Wisdom of letting North's two tribes settle differences
The two-government roadshow is running out of steam in the latest peace bid, says John-Paul McCarthy
There was an interesting exchange in the Dail last week between the Tanaiste and the Sinn Fein TD Sean Crowe.
Crowe complained about the suggestion in some quarters that the Irish and British governments had adopted "a sort of ambiguous role" in the Haass talks in Northern Ireland, and that "they were actually hard-hearted in regard to their involvement and were stepping back".
The Tanaiste replied without missing a beat, and reminded his questioner that "the deputy must remember this process was initiated in Northern Ireland ... It was always intended that these would be talks between the parties in Northern Ireland."
The Tanaiste's emphasis on the role of the Northern Ireland parties themselves helps us take stock somewhat of the merits of the so-called intergovernmental approach to the remaining problems surrounding parades, symbols and the like.
Sinn Fein can never get enough of the two-governments roadshow, if only because it rather flatters their ancestral belief that Northern Ireland is a failed political entity that requires firm handling from outside.
The intergovernmental approach may well be the next best thing to joint authority over Northern Ireland, this being one of the three options canvassed by the New Ireland Forum report in 1983.
But it is worth auditing the record of the two governments over the last few years.
It is not as if they have always displayed a sure touch.
Think back to Easter 1998 just before the Good Friday Agreement was published.
Bertie Ahern and Tony Blair famously asked senator George Mitchell to present, in his own name, a joint paper on north-south co-operation that had been written by Ahern and Blair themselves in London.
Mitchell reluctantly went along with this wheeze, knowing full well though that mainstream unionism could never accept the elaborate constellation of north-south bodies Ahern had somehow managed to extract from Blair.
As is well known today, Ahern had to tear up that paper in the end and fly personally to Belfast to negotiate directly with the Ulster Unionist Party to keep them from collapsing the process for fear of having another Sunningdale smash-up.
Think too of the decommissioning saga as it was handled by the two governments.
Neither the British nor the Irish covered themselves with glory here either.
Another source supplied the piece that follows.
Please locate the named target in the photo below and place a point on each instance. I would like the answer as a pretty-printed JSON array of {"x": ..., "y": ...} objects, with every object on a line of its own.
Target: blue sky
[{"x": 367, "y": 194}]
The unionists were never really convinced that Blair and his chief of staff Jonathan Powell ever fully understood the scale of their fears about allowing a mafia-style situation to develop in Northern Ireland whereby one faction in a local executive retained a private arsenal and army.
Few outside observers could make sense of the Irish government's behaviour either.
They remained committed in principle to "de Chastelain", that is to say, to the decommissioning process, were wary about the British or the Bush administrations' methods of pressurising the paramilitaries into doing what was required here.
Things looked even stranger when people recalled the fact that a huge amount of the IRA's arsenal was actually buried illegally in the Republic itself, a fact that should have made the Irish government the hardliners on decommissioning if only to show they were masters in their own house.
Instead they allowed the process to drag on for years, for fear of splitting an already fragmented IRA.
Another way to understand the Tanaiste's reply above is to see it as a call to let the main players get on with things themselves.
After all, the major parties in Northern Ireland understand each other more intimately than any of the parties in the Dail.
The various factions in Northern Ireland write about each other with more insight and elan than anybody else.
The best critiques of modern unionism come out of UIster itself.
We have, for example, Lord Bew's imperishable doctrine of "stupid unionism", this being the thread within that community that struggles to capitalise on objective advantage.
We also have Arthur Aughey's critique of unionism's poor presentational skills.
Writing in the aftermath of the Anglo-Irish Agreement in his book Under Siege (1989), Aughey wondered if "the idea of the Union has suffered not so much because of inherent defect or because of the stupidity, ineptness and intellectual sloth of those who for one reason or another, were presumed to have their defence in charge".
And the debate about the limitations of Irish nationalism and the pan-nationalist front has been at its sharpest in Northern Ireland too.
Think of the ex-IRA volunteer Anthony McIntyre's blistering critique of the Adams-McGuinness "peace strategy", or his hardnosed book on the collapse of the republican project, Good Friday: The Death of Republicanism.
We cannot really match these kinds of exchanges down here, and as such, the Tanaiste is justified in batting away talk of more interventions, summitry and "optics".
Like Amos Oz in the Israeli context, the Tanaiste spoke last week like someone who knew instinctively that he was facing not some misunderstanding, but "a clash between one very powerful claim and another".